(405f) Kinetics of Passive Soot Oxidation On a Model Un-Catalyzed and Commercial Catalyzed Diesel Particulate Filter

Authors: 
Kumar, A. - Presenter, Cummins Inc.
Stafford, R., Cummins Inc
Kamasamudram, K., Cummins Inc.
Currier, N., Cummins Inc.
Yezerets, A., Cummins Inc.



Diesel Particulate Filters (DPFs) are widely employed in advanced aftertreatment systems to meet tailpipe particulate matter (PM) emission requirements. DPF captures soot, generated by engine, via filtration through porous cordierite substrate. The soot accumulation causes an increase in back pressure resulting in higher fuel consumption. Therefore, periodic DPF regeneration is engaged to oxidize soot accumulated in the filter to decrease backpressure. The DPF regeneration can be achieved by active regeneration which requires  temperatures in excess of 550°C and causes fuel penalty and hydrothermal aging of other after-treatment components like DOC and SCR. Another way to regenerate the DPF is by utilizing more potent oxidizing agent NO2 in the exhaust, called passive soot oxidation. Passive soot oxidation can be achieved below 400°C that will decrease fuel consumption and minimize aftertreatment system degradation. Previous laboratory studies have reported passive soot oxidation using packed bed reactor with soot and model catalyst mixtures. In this work, we developed kinetic model of passive soot oxidation on a model un-catalyzed and commercial catalyzed diesel particulate filter.

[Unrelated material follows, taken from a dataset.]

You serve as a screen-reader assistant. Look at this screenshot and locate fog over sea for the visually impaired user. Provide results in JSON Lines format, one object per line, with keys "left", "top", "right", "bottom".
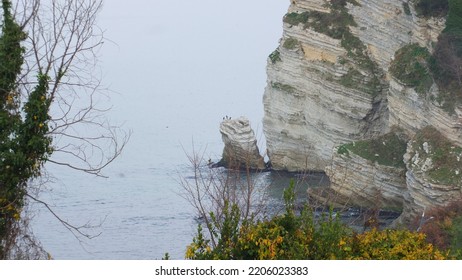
{"left": 30, "top": 1, "right": 290, "bottom": 259}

We developed a procedure to deposit soot in 1” diameter x 3” long DPF cores, using a prototype soot generator by rich combustion of propane. Varying levels of soot loaded DPF cores (1 to 5 g/L) were prepared for passive soot oxidation kinetics analysis. Multiple square pulses (1 min long) of NO2 were introduced over the soot loaded DPF, maintained at isothermal temperature, to achieve differential conversion of NO2 and soot. The developed pulse technique allows the estimation of the soot oxidation rates as a function of soot consumption. Temperature and NO2 concentration was varied over a range to develop the model with NO2 concentration, soot loading, and temperature as key parameters.

A comprehensive passive soot oxidation model that was developed and validated using commercial catalyzed DPFs will be presented.